A whipstock assembly 170 according to one or more embodiments of the present disclosure may be positioned at a location in the main wellbore 150. Specifically, the whipstock assembly 170 could be placed at a location in the main wellbore 150 where it is desirable for a lateral wellbore 180 to exit. Accordingly, the whipstock assembly 170 may be used to support a drilling/milling tool used to penetrate a window in the main wellbore 150. In at least one embodiment, once the window has been milled and a lateral wellbore 180 formed, the whipstock assembly 170 may be retrieved and returned uphole by a retrieval tool, in some embodiments in only a single trip.

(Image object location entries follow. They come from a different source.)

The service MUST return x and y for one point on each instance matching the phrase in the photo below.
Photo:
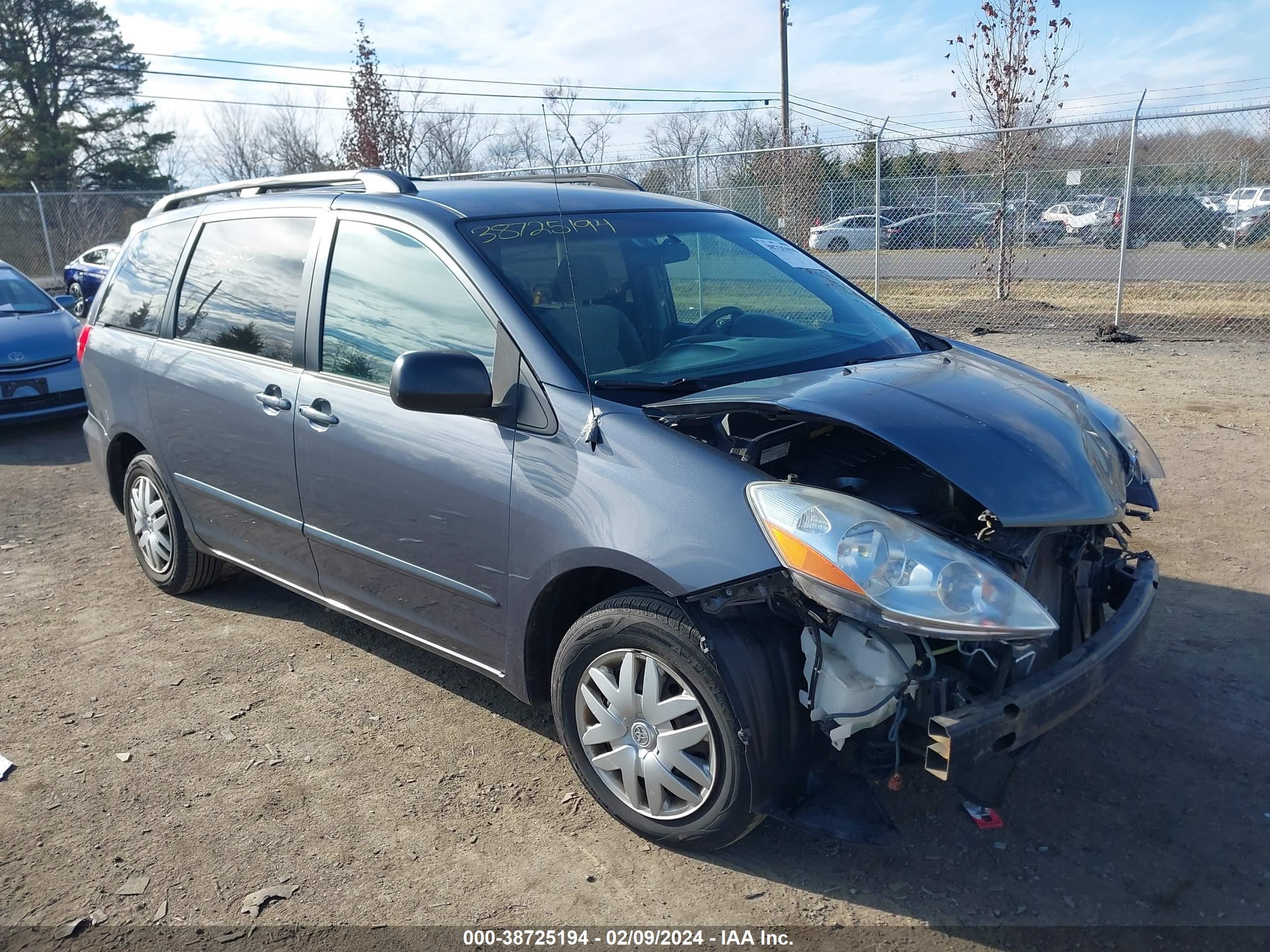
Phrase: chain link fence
(1155, 226)
(40, 233)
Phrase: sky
(867, 59)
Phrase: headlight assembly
(876, 567)
(1142, 457)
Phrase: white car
(1067, 211)
(1245, 199)
(854, 233)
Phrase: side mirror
(441, 382)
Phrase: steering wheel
(710, 323)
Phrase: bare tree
(682, 134)
(235, 144)
(579, 139)
(177, 160)
(453, 140)
(295, 137)
(519, 145)
(1011, 69)
(376, 134)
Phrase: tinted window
(242, 287)
(388, 294)
(136, 296)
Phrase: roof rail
(601, 179)
(374, 181)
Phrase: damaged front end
(930, 630)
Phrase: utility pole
(785, 73)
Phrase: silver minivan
(634, 456)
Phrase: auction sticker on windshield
(789, 254)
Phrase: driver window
(719, 274)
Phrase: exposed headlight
(873, 565)
(1143, 459)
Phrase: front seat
(609, 337)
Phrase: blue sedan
(84, 276)
(40, 374)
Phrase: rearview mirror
(441, 382)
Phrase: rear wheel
(159, 540)
(647, 725)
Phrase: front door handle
(272, 399)
(319, 414)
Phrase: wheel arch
(563, 601)
(122, 450)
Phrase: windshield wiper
(855, 361)
(684, 385)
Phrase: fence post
(43, 224)
(1023, 219)
(878, 205)
(1125, 214)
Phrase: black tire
(80, 307)
(647, 621)
(187, 569)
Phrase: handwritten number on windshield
(504, 232)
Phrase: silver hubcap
(150, 525)
(647, 734)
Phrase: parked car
(40, 374)
(634, 455)
(1165, 219)
(1066, 211)
(1249, 228)
(84, 276)
(1245, 199)
(855, 232)
(936, 230)
(1038, 232)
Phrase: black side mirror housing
(441, 382)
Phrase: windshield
(19, 296)
(671, 299)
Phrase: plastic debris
(134, 887)
(985, 816)
(74, 926)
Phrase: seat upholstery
(609, 337)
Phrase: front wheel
(80, 306)
(159, 540)
(647, 725)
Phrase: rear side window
(136, 296)
(242, 287)
(389, 294)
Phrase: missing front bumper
(976, 747)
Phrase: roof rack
(601, 179)
(384, 182)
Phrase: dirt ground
(271, 738)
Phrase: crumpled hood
(1018, 441)
(37, 337)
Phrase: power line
(435, 92)
(753, 93)
(416, 112)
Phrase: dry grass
(1171, 299)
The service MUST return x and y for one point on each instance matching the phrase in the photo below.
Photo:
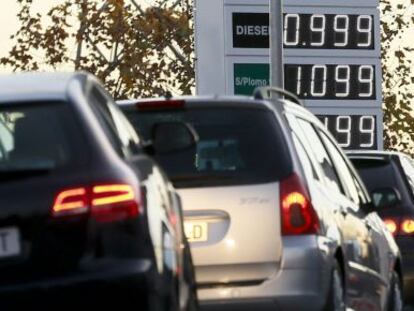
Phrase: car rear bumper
(300, 284)
(132, 273)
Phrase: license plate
(196, 231)
(9, 242)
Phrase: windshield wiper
(201, 177)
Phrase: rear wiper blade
(197, 177)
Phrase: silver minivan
(276, 215)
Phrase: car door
(159, 209)
(367, 238)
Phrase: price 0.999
(329, 31)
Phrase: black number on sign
(352, 132)
(291, 31)
(331, 81)
(328, 31)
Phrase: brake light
(407, 226)
(71, 201)
(298, 215)
(391, 225)
(161, 104)
(105, 203)
(113, 202)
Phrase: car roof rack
(264, 92)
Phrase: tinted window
(343, 169)
(236, 146)
(321, 156)
(38, 136)
(305, 160)
(408, 168)
(371, 169)
(118, 130)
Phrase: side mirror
(170, 137)
(385, 197)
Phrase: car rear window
(236, 146)
(376, 173)
(37, 136)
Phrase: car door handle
(343, 211)
(368, 225)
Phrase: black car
(83, 209)
(276, 215)
(389, 176)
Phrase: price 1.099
(331, 81)
(352, 132)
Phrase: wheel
(395, 300)
(336, 296)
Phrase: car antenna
(168, 95)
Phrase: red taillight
(391, 225)
(71, 201)
(161, 104)
(106, 202)
(113, 202)
(298, 215)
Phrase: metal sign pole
(276, 43)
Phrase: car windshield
(34, 137)
(370, 169)
(236, 146)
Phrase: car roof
(224, 101)
(33, 86)
(204, 101)
(374, 153)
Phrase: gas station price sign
(353, 131)
(309, 31)
(331, 59)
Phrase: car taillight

In some embodiments, an anchoring assembly 190 may be placed downhole in the wellbore 150 to support and anchor downhole tools, such as the whipstock assembly 170, for keeping the whipstock assembly 170 in place while milling the casing 160 and/or drilling the lateral wellbore 180. The anchoring assembly 190, in accordance with the disclosure, may be employed in a cased section of the main wellbore 150, or may be located in an open-hole section of the main wellbore 150, as is shown. As such, the anchoring assembly 190 in at least one embodiment may be configured to resist at least 6,750 newton meters (Nm) (e.g., about 5,000 lb-ft) of torque. In yet another embodiment, the anchoring assembly 190 may be configured to resist at least 13,500 newton meters (Nm) (e.g., about 10,000 lb-ft) of torque, and in yet another embodiment configured to resist at least 20,250 newton meters (Nm) (e.g., about 15,000 lb-ft) of torque. Similarly, the anchoring assembly 190 may be configured to resist at least 1814 kg (e.g., about 4,000 lb) of axial force. In yet another embodiment, the anchoring assembly 190 may be configured to resist at least 4536 kg (e.g., about 10,000 lb) of axial force, and in yet another embodiment the anchoring assembly 190 may be configured to resist at least 6804 kg (e.g., about 15,000 lb) of axial force.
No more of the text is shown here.